The writer won the Outstanding Contribution Award in the RTS celebration of the region’s talent, held online. Her hit series Gentleman Jack, about 19th century landowner and diarist Ann Lister, also won awards.

Other winners include Bradford-born Harry Gration, who recently retired after 40 years presenting the BBC’s Look North, who won Best Presenter, and Amy-Leigh Hickman, who won Best Actor for Channel 4 school drama Ackley Bridge, filmed in Bradford.

Writer, director and producer Sally Wainwright was praised by judges for her "extraordinary work, drawing audiences in the world she paints and creating a global fanbase while using the landscape of Yorkshire as one of her characters, which has had a significant impact on tourism for the region.”.

Sally’s hugely popular TV dramas include Gentleman Jack and BAFTA-winning Happy Valley and Last Tango in Halifax, which returned for a fifth series this year. Partly shot in Ilkley, it featured more than 80 children from Articulate Drama School in Bradford, including Tilly Kaye, eight, who plays the granddaughter of Sir Derek Jacobi's character, Alan.

Sally Wainwright joined the cast - Sir Derek, Anne Reid, Sarah Lancashire and Nicola Walker - at a screening at Halifax's Square Chapel Arts Centre in February and said the series showcases the region's beauty: “There are lots of things in production here, it’s great. It’s becoming more and more a place to film, because it’s so beautiful.”

Gentleman Jack was already a hit in America before it was screened in the UK, and has been a major boost for local tourism.

Guests including comic Alex Brooker, traveller Amar Latif and presenter Steph McGovern announced the RTS winners. Gentleman Jack won Best Drama as well as categories including Best Writer and Music and Sound.
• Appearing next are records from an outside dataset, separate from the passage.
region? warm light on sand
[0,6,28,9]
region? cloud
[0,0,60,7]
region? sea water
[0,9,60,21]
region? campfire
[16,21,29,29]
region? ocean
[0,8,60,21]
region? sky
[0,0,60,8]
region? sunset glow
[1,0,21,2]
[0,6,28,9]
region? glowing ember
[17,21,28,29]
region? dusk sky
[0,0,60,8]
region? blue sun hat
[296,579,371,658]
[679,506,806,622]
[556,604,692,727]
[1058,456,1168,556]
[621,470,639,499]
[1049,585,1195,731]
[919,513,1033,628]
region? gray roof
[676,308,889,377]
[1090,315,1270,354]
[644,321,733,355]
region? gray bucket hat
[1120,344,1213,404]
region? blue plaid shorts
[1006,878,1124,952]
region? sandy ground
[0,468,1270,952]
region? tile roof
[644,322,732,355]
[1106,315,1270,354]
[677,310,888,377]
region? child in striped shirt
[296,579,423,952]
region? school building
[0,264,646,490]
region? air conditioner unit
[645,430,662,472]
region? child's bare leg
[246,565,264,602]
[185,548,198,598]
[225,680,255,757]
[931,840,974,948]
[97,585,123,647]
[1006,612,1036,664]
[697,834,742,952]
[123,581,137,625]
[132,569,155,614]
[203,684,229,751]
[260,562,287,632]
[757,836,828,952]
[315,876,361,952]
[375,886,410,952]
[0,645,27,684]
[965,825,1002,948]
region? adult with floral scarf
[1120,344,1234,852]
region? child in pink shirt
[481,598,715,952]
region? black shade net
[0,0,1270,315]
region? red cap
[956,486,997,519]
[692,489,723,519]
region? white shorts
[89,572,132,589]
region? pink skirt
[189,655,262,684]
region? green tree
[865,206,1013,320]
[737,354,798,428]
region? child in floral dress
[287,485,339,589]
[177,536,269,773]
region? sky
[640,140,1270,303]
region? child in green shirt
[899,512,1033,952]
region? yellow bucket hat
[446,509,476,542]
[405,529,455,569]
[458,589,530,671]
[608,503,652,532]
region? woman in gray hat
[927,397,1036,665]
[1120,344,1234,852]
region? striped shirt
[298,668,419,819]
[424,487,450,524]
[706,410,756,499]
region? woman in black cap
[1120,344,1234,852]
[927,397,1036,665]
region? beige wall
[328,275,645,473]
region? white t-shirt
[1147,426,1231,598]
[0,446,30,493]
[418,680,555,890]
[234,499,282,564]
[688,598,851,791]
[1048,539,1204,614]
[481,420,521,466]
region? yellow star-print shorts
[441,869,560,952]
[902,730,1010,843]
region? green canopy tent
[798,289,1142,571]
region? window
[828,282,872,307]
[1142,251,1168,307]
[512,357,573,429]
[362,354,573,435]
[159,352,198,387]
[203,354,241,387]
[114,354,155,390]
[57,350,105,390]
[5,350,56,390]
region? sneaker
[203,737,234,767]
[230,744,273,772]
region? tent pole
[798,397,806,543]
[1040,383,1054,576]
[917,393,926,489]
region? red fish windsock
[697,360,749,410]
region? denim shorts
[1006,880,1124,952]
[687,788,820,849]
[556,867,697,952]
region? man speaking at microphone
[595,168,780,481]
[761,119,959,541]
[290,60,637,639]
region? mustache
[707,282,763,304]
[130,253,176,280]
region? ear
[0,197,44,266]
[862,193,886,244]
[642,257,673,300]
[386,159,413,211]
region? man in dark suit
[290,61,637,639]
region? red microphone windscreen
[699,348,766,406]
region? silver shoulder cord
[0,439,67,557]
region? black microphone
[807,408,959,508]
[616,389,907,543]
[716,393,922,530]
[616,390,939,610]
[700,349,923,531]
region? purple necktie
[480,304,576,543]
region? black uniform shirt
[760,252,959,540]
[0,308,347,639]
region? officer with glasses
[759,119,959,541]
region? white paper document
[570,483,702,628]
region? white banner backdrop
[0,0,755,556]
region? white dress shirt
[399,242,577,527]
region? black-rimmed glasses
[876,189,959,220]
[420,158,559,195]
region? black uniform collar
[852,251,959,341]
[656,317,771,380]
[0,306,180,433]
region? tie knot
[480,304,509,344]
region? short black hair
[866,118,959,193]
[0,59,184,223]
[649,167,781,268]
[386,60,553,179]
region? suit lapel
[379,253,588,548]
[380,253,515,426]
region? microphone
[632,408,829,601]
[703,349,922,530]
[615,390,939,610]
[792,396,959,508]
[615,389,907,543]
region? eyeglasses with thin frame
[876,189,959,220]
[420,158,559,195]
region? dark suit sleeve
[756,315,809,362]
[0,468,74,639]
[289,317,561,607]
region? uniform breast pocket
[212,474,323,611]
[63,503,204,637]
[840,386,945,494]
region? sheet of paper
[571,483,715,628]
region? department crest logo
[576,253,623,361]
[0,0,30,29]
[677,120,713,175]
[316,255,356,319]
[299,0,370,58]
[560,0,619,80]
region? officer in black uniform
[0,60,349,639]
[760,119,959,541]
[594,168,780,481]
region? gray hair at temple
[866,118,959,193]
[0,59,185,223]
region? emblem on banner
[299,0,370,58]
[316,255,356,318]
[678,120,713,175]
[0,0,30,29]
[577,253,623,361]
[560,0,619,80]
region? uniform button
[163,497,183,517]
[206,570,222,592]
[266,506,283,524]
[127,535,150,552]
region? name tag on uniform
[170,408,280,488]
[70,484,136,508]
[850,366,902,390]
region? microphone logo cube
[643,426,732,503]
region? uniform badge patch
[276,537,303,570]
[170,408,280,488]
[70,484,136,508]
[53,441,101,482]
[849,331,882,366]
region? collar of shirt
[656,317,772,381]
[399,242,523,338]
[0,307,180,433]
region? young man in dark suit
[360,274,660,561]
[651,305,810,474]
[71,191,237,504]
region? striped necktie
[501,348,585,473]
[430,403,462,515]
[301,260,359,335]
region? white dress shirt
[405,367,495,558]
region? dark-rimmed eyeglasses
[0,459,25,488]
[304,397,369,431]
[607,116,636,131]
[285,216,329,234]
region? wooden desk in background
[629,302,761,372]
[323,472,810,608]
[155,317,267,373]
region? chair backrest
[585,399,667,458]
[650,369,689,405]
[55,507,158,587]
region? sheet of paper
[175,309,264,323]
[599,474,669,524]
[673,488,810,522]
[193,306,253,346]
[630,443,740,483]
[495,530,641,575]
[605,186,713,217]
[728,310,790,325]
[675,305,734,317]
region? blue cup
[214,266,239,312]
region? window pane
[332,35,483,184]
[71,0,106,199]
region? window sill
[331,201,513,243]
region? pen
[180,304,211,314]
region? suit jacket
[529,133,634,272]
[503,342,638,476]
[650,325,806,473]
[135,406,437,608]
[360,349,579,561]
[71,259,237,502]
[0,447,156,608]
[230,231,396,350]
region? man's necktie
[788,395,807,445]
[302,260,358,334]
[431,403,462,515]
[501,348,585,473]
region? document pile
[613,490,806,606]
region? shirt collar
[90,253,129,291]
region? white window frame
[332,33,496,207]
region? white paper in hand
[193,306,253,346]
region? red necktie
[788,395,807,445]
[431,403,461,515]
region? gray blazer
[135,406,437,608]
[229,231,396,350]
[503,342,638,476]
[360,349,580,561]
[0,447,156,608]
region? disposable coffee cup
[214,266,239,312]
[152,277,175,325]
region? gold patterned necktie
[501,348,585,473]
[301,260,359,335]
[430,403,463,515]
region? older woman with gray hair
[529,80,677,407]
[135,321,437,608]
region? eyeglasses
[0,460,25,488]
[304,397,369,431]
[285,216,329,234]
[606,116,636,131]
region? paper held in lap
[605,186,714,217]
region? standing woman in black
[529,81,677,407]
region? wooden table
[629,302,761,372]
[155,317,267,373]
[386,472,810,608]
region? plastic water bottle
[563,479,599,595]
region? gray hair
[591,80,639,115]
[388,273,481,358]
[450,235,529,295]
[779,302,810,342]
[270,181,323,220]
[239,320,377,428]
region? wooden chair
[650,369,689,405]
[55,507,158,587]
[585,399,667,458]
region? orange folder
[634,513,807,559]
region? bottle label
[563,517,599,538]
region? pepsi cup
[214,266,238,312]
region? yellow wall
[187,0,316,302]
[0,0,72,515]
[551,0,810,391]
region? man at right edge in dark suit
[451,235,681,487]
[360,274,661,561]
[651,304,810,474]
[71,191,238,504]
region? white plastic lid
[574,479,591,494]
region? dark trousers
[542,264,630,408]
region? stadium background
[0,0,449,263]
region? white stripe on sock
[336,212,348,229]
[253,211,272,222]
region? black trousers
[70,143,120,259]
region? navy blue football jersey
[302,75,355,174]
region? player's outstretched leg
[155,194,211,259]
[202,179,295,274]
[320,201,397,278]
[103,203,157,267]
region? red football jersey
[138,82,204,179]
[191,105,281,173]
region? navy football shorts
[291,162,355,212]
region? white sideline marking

Anne Reid and Suranne Jones were nominated for Best Actor for Last Tango and Gentleman Jack respectively.

Fiona Thompson, chairman of RTS Yorkshire, said: “I find it very difficult to talk about winners, because everyone in the region has worked so hard over the past few months to ensure ongoing and safe production whilst continuing to provide work for our crews and production teams. In that regard, everyone’s a winner. We were delighted with the number and quality of the submissions, and it gave judges a very difficult task."